Wednesday Vignette – Patriarchal Pollination

Given this past week’s hair raising, red state affirmation of restrictive, misogynistic enforcement in regards to women’s bodily autonomy, my blogger pal Becca over at FlowerAlley wrote a post that highlights the effects of the proposed wing-clipping of women residing in the fertile age bracket, and beyond. Last week’s shenanigans left me rather speechless… Leave it to say I have not felt this incredulous since I learned that insurance pays for Viagra more often than it pays for birth control. This is all SO, so wrong…!


First, I want to say that I don’t think there is such a thing as being “pro-abortion” – unless maybe if you’re an insurance bean counter figuring out how much you can charge for one. I know of NO ONE who has ever gotten pregnant so they could have an abortion. Conversely, I know of many who have had sex. Whether voluntary or not, sex is both requisite and precursor to pregnancy as well as abortion, so this observation brings up a gnarly truth; here, an ounce of prevention is worth a shitload of redemption. Yet, the same states signing these bills into law, are the ones that refuse a sex ed curriculum from being taught in school, and preach abstinence as the alternative. You just KNOW that’s a recipe for disaster. But, I digress…


Borrowed from the interwebs, courtesy of Bennett, Chattanooga Times Free Press.

I tend to think that humor and mockery is a worthy way of a) pointing out the ridiculousness of, and b) dealing with this nationwide onslaught of priggish adherence to medieval norms, so Becca’s brilliant analogy inspired an idea. Of course one should never generalize, but I’m guessing that anyone reading this blog on a regular basis is probably a fellow gardener.
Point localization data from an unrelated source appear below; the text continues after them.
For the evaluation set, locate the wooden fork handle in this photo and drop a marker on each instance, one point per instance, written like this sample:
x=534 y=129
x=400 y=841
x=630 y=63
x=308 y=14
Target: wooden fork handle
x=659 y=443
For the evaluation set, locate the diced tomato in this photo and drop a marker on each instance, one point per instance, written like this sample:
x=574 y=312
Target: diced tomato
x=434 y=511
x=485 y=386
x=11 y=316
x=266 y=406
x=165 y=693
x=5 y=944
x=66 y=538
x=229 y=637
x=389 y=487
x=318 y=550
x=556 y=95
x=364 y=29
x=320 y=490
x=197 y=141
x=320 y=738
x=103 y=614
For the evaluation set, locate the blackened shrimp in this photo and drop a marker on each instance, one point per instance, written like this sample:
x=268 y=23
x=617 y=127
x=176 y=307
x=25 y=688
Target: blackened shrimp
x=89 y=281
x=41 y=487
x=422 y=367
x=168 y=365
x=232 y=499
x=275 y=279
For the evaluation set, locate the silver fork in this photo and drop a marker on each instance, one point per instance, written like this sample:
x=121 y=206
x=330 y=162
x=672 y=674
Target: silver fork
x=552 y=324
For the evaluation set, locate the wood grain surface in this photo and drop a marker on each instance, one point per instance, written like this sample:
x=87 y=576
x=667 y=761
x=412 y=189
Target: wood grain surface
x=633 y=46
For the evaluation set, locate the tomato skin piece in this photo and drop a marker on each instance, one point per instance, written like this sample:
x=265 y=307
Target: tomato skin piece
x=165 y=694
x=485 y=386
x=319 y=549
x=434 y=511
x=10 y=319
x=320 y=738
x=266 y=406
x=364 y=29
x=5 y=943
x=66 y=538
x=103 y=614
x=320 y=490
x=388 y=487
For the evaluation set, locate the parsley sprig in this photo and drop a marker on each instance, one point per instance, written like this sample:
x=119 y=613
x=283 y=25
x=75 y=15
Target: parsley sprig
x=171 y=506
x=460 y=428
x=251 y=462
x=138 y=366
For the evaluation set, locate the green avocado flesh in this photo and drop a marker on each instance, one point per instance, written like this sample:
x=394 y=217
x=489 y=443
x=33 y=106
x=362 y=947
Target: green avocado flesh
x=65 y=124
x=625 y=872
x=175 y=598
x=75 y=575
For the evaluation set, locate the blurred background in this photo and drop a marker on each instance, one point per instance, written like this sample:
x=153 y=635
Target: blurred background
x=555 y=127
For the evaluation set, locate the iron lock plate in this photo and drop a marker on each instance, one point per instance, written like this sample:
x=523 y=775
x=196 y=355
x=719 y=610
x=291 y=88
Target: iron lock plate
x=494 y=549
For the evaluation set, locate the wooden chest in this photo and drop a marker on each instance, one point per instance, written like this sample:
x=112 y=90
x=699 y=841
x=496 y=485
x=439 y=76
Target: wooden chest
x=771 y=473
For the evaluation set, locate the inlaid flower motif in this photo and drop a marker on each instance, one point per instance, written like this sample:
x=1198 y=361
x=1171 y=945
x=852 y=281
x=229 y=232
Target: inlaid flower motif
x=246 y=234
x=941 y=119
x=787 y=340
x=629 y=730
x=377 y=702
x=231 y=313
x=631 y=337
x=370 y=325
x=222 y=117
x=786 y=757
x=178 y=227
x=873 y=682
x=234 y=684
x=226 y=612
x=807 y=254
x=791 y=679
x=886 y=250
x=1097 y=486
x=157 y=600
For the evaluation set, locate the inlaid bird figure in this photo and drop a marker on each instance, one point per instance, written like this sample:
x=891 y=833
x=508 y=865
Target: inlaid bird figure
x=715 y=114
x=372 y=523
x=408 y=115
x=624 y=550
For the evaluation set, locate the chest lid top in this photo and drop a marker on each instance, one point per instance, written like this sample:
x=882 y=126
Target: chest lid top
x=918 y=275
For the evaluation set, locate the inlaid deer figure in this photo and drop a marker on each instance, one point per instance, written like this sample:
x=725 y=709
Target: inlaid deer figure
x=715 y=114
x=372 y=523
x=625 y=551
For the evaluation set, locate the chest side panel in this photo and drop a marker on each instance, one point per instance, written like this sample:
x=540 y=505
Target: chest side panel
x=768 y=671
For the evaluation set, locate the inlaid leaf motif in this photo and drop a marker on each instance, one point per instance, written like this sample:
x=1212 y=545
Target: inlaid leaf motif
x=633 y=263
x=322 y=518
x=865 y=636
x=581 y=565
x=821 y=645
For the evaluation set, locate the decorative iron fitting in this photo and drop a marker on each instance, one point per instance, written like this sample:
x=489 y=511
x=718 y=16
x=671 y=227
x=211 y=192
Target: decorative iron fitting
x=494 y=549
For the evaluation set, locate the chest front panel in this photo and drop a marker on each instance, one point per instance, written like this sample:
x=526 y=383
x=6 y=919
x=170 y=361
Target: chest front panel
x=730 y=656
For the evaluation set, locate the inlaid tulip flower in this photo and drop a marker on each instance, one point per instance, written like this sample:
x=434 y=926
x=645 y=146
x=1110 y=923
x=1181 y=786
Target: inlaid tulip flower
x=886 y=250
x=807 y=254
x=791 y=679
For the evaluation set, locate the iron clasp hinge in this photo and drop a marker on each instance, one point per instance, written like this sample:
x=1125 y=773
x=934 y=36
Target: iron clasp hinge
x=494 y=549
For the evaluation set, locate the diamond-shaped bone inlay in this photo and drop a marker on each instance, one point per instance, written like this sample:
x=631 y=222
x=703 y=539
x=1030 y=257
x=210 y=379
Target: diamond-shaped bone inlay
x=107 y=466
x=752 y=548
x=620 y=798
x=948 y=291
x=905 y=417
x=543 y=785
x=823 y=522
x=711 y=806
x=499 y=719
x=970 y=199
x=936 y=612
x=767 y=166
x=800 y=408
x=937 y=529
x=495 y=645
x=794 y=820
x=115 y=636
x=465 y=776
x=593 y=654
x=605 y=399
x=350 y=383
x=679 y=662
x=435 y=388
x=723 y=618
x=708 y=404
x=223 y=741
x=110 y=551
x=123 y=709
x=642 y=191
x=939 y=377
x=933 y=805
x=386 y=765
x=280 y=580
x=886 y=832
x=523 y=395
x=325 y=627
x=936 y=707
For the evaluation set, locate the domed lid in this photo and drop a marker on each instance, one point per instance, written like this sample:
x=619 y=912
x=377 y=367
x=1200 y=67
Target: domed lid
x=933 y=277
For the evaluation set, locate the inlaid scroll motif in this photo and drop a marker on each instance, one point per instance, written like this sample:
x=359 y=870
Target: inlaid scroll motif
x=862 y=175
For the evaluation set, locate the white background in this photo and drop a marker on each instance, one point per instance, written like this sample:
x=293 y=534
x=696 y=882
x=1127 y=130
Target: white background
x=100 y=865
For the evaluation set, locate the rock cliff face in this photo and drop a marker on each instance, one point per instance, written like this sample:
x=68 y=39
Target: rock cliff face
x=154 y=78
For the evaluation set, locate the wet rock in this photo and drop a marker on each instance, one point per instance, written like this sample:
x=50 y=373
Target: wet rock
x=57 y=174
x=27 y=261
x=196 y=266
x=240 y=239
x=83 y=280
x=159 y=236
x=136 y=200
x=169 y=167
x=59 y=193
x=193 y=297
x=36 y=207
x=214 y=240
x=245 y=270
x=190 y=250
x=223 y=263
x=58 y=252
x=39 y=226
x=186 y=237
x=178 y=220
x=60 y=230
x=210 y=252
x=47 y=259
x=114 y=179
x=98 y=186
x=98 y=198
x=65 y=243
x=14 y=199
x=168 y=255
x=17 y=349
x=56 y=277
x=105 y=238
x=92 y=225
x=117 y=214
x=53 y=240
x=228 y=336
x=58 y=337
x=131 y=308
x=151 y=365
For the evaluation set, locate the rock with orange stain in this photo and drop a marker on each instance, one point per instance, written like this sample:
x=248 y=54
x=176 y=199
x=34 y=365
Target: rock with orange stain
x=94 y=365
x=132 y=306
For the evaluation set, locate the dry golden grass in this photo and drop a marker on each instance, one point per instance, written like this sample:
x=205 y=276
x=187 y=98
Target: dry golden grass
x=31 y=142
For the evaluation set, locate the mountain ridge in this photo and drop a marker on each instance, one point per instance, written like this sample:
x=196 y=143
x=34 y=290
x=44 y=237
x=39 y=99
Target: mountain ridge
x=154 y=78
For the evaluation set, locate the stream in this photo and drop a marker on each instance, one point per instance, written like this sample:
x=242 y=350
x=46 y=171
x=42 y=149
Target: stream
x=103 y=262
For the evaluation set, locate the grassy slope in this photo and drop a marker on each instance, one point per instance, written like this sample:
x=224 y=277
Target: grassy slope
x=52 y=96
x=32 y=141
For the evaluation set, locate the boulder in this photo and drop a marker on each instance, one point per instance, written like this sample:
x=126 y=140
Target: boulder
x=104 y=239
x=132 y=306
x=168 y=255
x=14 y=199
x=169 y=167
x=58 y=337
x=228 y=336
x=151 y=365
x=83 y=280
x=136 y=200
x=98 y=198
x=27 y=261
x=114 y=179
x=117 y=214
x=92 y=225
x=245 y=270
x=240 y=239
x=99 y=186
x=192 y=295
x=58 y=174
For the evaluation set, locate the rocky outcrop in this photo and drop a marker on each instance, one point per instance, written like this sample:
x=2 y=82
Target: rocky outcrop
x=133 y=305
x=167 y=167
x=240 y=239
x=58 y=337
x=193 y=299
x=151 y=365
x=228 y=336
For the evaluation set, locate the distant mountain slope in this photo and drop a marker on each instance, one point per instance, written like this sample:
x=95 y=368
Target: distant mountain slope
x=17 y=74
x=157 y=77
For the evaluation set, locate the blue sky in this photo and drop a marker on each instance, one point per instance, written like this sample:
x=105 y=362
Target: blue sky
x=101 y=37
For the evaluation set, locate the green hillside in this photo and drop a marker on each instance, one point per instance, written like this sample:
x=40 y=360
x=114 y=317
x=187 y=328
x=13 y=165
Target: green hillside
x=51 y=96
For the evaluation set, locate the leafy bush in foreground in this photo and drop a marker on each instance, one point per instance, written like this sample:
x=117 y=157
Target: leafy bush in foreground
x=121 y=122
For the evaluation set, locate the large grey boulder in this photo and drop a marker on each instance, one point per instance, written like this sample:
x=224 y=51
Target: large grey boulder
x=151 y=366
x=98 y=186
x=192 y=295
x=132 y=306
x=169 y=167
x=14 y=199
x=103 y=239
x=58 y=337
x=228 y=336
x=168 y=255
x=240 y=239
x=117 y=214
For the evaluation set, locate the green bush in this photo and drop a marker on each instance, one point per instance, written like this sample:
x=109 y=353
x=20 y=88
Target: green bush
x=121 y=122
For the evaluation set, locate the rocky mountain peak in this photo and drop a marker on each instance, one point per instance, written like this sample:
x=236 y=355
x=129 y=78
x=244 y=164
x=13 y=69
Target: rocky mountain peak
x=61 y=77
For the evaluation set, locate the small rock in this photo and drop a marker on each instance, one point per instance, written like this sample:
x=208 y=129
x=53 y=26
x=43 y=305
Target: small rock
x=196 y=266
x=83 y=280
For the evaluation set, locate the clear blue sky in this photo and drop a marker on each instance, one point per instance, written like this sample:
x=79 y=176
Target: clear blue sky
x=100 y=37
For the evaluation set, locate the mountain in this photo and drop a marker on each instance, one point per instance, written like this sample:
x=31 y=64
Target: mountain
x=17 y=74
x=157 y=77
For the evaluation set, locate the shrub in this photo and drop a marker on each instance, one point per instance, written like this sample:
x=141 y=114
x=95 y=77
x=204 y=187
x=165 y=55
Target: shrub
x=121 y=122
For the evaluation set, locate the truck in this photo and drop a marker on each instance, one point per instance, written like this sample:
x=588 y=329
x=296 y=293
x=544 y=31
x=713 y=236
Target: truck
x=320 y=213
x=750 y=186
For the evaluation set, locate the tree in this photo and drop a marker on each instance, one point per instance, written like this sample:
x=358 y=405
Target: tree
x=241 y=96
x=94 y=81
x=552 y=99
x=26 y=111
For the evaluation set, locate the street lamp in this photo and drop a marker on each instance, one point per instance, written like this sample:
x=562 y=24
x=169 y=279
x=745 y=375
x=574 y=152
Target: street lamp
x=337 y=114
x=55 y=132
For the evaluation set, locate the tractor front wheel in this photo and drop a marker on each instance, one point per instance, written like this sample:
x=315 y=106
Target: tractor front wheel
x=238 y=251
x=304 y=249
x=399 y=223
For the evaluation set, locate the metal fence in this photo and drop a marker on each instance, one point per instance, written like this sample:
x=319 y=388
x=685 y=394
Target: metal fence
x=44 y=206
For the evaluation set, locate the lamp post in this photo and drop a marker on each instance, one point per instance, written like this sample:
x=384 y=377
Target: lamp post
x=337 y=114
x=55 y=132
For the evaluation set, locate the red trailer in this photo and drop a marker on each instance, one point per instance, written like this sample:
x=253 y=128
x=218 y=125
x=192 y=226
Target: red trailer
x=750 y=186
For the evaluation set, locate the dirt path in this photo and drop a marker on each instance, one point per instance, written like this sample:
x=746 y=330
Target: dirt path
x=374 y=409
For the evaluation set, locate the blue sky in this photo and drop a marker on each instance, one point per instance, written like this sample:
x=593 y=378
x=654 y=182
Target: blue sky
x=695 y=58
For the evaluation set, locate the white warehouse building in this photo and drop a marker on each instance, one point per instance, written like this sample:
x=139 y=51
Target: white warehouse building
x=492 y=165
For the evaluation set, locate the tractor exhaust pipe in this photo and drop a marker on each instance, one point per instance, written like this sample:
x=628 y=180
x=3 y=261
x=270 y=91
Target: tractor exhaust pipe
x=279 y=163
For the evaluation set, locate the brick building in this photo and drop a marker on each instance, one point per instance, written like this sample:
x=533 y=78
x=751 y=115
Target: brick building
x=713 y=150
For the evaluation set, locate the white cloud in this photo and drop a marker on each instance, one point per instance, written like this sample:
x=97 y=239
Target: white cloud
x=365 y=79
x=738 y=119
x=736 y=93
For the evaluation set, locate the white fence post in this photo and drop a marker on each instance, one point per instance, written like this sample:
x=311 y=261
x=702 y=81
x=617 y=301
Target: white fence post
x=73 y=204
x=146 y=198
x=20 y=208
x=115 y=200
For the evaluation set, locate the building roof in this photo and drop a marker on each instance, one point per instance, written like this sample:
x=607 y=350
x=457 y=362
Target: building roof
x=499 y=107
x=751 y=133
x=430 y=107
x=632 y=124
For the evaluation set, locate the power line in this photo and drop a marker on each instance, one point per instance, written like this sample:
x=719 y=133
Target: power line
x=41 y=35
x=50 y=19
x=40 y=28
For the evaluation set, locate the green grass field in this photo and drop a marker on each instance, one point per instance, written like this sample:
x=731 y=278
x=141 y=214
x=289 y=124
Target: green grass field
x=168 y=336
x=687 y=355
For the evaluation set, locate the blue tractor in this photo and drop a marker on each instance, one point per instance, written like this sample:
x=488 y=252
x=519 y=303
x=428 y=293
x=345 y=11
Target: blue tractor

And, as gardeners often are, they are probably standing with both feet firmly rooted in a belief system that leans more toward maintaining our hard-fought female autonomy, and they know the value of planting the right plant in the right place – however and whenever they choose to create life – in wombs or in gardens.


I welcome you, dear commenters, to express your indignation in slogans (I say that in plural, because I’m sure our collective minds can come up with several catchy ones) that point out the sickening societal regression currently being signed into law in several states, shamelessly baiting for an eventual Supreme Court reevaluation of the 1973 federal, legislative landmark of women’s rights – Roe v. Wade. Below are a few results of our combined and rather indiscriminate brainstorming. Feel free to add to the list. So, have at it, friends – formulate your own, witty, venomous verbiage into thoughtful statements that suffocate the madness of our time with the healing grace of humor. Time is overdue for some indignation, and profoundly felt protesting. Let the brainstorm begin – for no other reason than that it should make us feel better, despite the bewildering situation. And heck – at some point, I might even make myself a t-shirt! (Obviously, some of these are terrible, but no matter – blurt it out now, and edit and refine later!)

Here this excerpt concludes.